—¿Y qué tiene de malo la famosa “luz de luna blanca”? —Oriana miró directo a Regina—. Últimamente no se llevan bien, ¿o sí? Además, él ni siquiera ha estado con esa supuesta mujer, ¿o sí?
—Eso de la “luz de luna blanca” seguro es puro chisme. Capaz ni existe esa persona en su corazón —agregó, encogiéndose de hombros—. No te claves, a lo mejor solo salió de viaje de trabajo.
Oriana levantó la cabeza y, con la seguridad de quien da un consejo de hermana, soltó:
—La neta, yo veo que Demian te trata de maravilla. ¿No te puso todos sus negocios a tu nombre? Si en verdad tuviera a esa otra, pues que se largue sin nada, ¿no? Tú tienes la sartén por el mango.
Lo dijo como si fuera la cosa más simple del mundo, pero Regina no podía verlo con tanta ligereza.
—Te lo juro que es cierto —replicó Regina, bajando la voz—. No es que haya salido por trabajo, salió a buscar a esa “luz de luna blanca”. Y lo peor es que esa mujer se parece mucho a mí.
Miró a Oriana, la voz cargada de desánimo.
—Quizá todo este tiempo ha sido bueno conmigo solo porque me parezco a ella.
Un suspiro escapó de sus labios, uno de esos que pesan y no se pueden esconder.
—Creo que voy a pedirle el divorcio —murmuró Regina, sin levantar la vista.
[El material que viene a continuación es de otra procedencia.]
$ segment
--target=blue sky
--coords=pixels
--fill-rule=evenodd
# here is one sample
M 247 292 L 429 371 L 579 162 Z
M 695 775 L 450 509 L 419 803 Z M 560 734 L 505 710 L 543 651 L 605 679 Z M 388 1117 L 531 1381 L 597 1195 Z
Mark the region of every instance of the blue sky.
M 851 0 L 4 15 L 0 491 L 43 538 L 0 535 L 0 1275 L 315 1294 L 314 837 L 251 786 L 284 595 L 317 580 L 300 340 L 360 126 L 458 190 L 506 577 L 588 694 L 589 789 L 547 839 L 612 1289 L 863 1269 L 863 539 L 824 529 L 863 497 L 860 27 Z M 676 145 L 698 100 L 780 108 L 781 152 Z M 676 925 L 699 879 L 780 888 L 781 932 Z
—¡¿Cómo?! ¿Y cómo sabes que sí fue a buscarla? ¿No será que estás confundida?
—Regi, neta no te atormentes sola. Si tienes dudas, habla bien con Demian. No se vale quedarse con la espinita.
—Cuando regrese, platiquen en serio los dos —sugirió Oriana, intentando calmarla—. Si de verdad te incomoda lo de esa mujer, pues aclárenlo de una vez.
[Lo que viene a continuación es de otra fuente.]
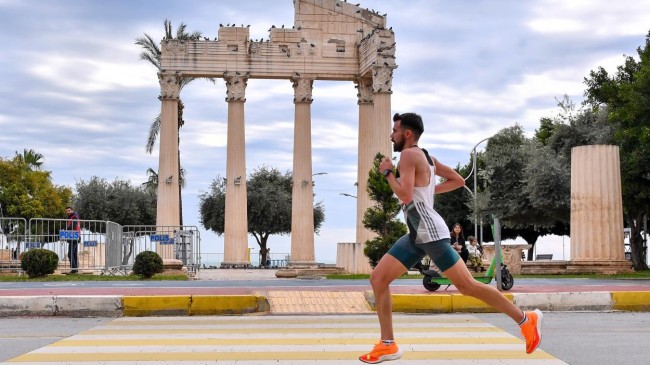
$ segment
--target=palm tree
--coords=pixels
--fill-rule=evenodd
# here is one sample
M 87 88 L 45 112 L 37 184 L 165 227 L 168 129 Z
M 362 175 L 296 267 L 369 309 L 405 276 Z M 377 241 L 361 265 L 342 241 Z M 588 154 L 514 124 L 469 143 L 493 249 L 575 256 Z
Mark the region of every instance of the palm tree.
M 24 162 L 27 165 L 29 170 L 41 171 L 41 166 L 43 165 L 43 155 L 34 151 L 33 149 L 23 149 L 23 153 L 20 154 L 16 151 L 16 159 Z
M 176 30 L 176 37 L 174 37 L 173 31 L 172 31 L 172 24 L 168 19 L 165 19 L 164 22 L 165 26 L 165 38 L 163 39 L 178 39 L 178 40 L 188 40 L 188 41 L 196 41 L 201 38 L 201 32 L 192 32 L 188 33 L 186 28 L 187 26 L 184 23 L 181 23 L 181 25 L 178 26 L 178 29 Z M 144 34 L 144 37 L 139 37 L 136 38 L 135 44 L 141 46 L 144 50 L 142 53 L 140 53 L 140 59 L 147 61 L 154 65 L 158 72 L 162 71 L 162 68 L 160 67 L 160 56 L 162 52 L 160 51 L 160 46 L 156 41 L 151 38 L 150 35 L 147 33 Z M 185 85 L 189 84 L 190 82 L 198 79 L 199 77 L 185 77 L 180 80 L 180 87 L 179 89 L 182 90 Z M 215 80 L 214 78 L 204 78 L 203 79 L 209 80 L 210 82 L 214 83 Z M 179 90 L 179 91 L 180 91 Z M 178 129 L 185 124 L 185 121 L 183 120 L 183 102 L 181 99 L 178 99 Z M 156 143 L 156 140 L 158 139 L 158 134 L 160 132 L 160 114 L 158 114 L 154 120 L 151 122 L 151 126 L 149 126 L 149 135 L 147 137 L 147 144 L 145 146 L 147 153 L 151 154 L 153 151 L 153 147 Z M 180 145 L 180 134 L 179 134 L 179 145 Z M 181 155 L 180 155 L 180 150 L 178 151 L 178 169 L 179 169 L 179 185 L 178 185 L 178 199 L 179 199 L 179 209 L 180 209 L 180 224 L 181 226 L 183 225 L 183 199 L 181 198 L 181 190 L 185 186 L 185 182 L 182 181 L 182 176 L 184 175 L 183 168 L 181 168 Z M 151 170 L 151 168 L 149 169 Z M 149 177 L 151 178 L 152 175 L 151 173 L 155 173 L 155 171 L 149 171 Z M 158 174 L 156 173 L 156 187 L 158 186 L 157 182 Z M 147 183 L 145 183 L 147 184 Z

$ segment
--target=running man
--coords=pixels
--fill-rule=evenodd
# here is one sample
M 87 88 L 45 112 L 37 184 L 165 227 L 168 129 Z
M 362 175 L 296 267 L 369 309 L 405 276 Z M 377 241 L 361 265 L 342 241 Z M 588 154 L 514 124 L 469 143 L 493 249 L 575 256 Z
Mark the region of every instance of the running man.
M 526 339 L 526 352 L 530 354 L 542 341 L 542 312 L 538 309 L 523 312 L 496 288 L 474 280 L 463 260 L 451 247 L 449 230 L 442 217 L 433 209 L 433 198 L 434 194 L 462 187 L 465 180 L 418 147 L 422 132 L 424 124 L 419 115 L 404 113 L 393 116 L 391 141 L 393 150 L 400 153 L 397 176 L 390 158 L 384 158 L 379 168 L 402 204 L 409 233 L 395 242 L 370 275 L 381 340 L 372 351 L 361 355 L 359 360 L 376 364 L 402 356 L 393 335 L 393 303 L 389 285 L 425 255 L 429 255 L 462 294 L 484 301 L 517 322 Z M 445 181 L 436 185 L 436 175 Z

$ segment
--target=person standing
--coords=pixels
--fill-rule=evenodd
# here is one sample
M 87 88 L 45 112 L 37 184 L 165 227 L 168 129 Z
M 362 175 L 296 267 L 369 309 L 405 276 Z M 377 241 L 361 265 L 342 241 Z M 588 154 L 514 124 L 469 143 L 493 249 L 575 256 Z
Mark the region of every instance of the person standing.
M 68 241 L 68 260 L 70 260 L 70 274 L 76 274 L 79 269 L 79 241 L 81 239 L 81 225 L 79 223 L 79 214 L 74 212 L 71 207 L 65 208 L 68 215 L 68 221 L 65 229 L 69 231 Z M 76 234 L 75 234 L 76 232 Z
M 433 209 L 433 198 L 434 194 L 462 187 L 465 180 L 452 168 L 418 147 L 422 132 L 424 125 L 419 115 L 404 113 L 393 116 L 390 137 L 393 150 L 400 153 L 400 161 L 397 172 L 388 157 L 380 162 L 379 168 L 400 200 L 409 232 L 395 242 L 370 275 L 381 338 L 372 351 L 359 356 L 359 360 L 376 364 L 402 356 L 393 334 L 393 303 L 389 285 L 425 255 L 429 255 L 462 294 L 484 301 L 517 322 L 526 339 L 526 352 L 530 354 L 542 340 L 542 312 L 538 309 L 523 312 L 496 288 L 474 280 L 465 263 L 451 247 L 449 230 L 442 217 Z M 444 182 L 436 185 L 436 175 L 444 178 Z

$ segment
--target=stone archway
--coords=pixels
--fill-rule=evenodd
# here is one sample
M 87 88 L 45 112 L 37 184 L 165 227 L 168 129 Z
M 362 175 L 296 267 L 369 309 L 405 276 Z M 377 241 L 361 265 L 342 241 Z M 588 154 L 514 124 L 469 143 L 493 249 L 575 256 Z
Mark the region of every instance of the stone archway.
M 248 79 L 284 79 L 293 83 L 295 124 L 291 264 L 313 265 L 314 222 L 311 103 L 316 80 L 352 81 L 359 90 L 359 159 L 357 172 L 357 244 L 372 237 L 363 228 L 370 206 L 367 173 L 377 152 L 391 154 L 391 86 L 395 37 L 386 17 L 338 0 L 295 0 L 291 28 L 273 27 L 269 39 L 250 39 L 247 27 L 219 28 L 218 38 L 202 41 L 163 40 L 162 101 L 158 206 L 156 224 L 180 222 L 178 209 L 179 83 L 185 77 L 223 78 L 228 103 L 226 164 L 225 267 L 248 265 L 246 216 L 246 151 L 244 140 Z M 307 183 L 305 183 L 307 182 Z M 358 269 L 369 270 L 360 254 Z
—Lo que han construido juntos no es poca cosa, ¿eh? Además, Demian es un tipazo. Buena gente, trabajador, te trata con cariño, te respeta. Eso se nota, y yo sí creo que confía en ti.
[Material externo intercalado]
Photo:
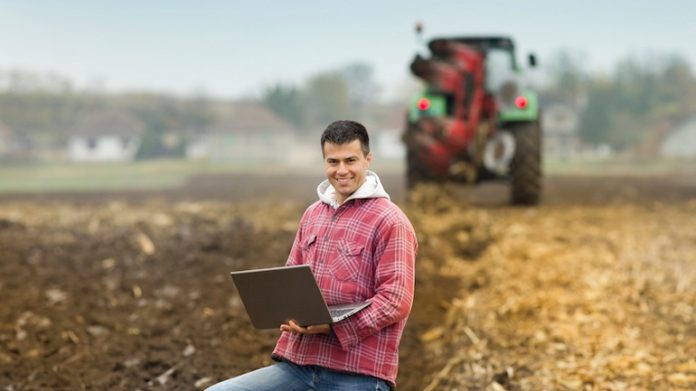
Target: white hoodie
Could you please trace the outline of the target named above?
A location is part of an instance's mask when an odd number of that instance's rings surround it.
[[[317,195],[319,195],[319,200],[321,202],[330,205],[334,209],[338,209],[339,203],[336,201],[336,189],[331,186],[331,182],[325,179],[323,182],[317,186]],[[384,190],[382,183],[379,181],[379,177],[374,172],[367,170],[365,172],[365,182],[363,182],[357,190],[353,192],[345,201],[354,200],[358,198],[389,198],[389,194]],[[343,202],[345,202],[343,201]]]

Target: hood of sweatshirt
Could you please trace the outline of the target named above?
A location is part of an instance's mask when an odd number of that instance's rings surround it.
[[[338,201],[336,201],[336,189],[331,185],[328,179],[317,186],[317,195],[319,200],[325,204],[331,205],[332,208],[338,209],[340,206]],[[353,192],[346,201],[355,200],[359,198],[389,198],[389,194],[384,190],[382,182],[379,181],[379,177],[373,171],[367,170],[365,173],[365,182],[363,182],[357,190]],[[345,201],[344,201],[345,202]]]

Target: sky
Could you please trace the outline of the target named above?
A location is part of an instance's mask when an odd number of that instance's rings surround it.
[[[219,98],[369,64],[382,95],[408,84],[424,38],[509,35],[518,58],[574,53],[590,71],[678,54],[696,66],[696,1],[0,0],[0,72],[58,74],[78,87]]]

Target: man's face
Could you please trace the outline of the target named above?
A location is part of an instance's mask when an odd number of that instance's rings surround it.
[[[344,144],[324,143],[326,177],[336,189],[339,204],[365,182],[365,173],[371,161],[372,153],[363,155],[360,140]]]

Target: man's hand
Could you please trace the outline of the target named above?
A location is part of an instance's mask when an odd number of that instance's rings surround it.
[[[287,331],[295,334],[331,334],[331,325],[325,323],[302,327],[294,320],[289,320],[288,323],[280,325],[280,331]]]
Cada palabra de Regina iba poniendo nerviosa a Oriana. Siempre había sentido que la relación de ellos era fuerte, tanto que los rumores sobre la supuesta “luz de luna blanca” le parecían cosa del pasado, totalmente superados.
Al principio, nadie apostaba por Regina y Demian, pero poco a poco, la pareja demostró que estaban hechos el uno para el otro.
Regina miró a Oriana, dudó si decir algo más, pero terminó guardándose las palabras.
—Bueno, ya veremos cuando regrese —concluyó, forzando una sonrisa.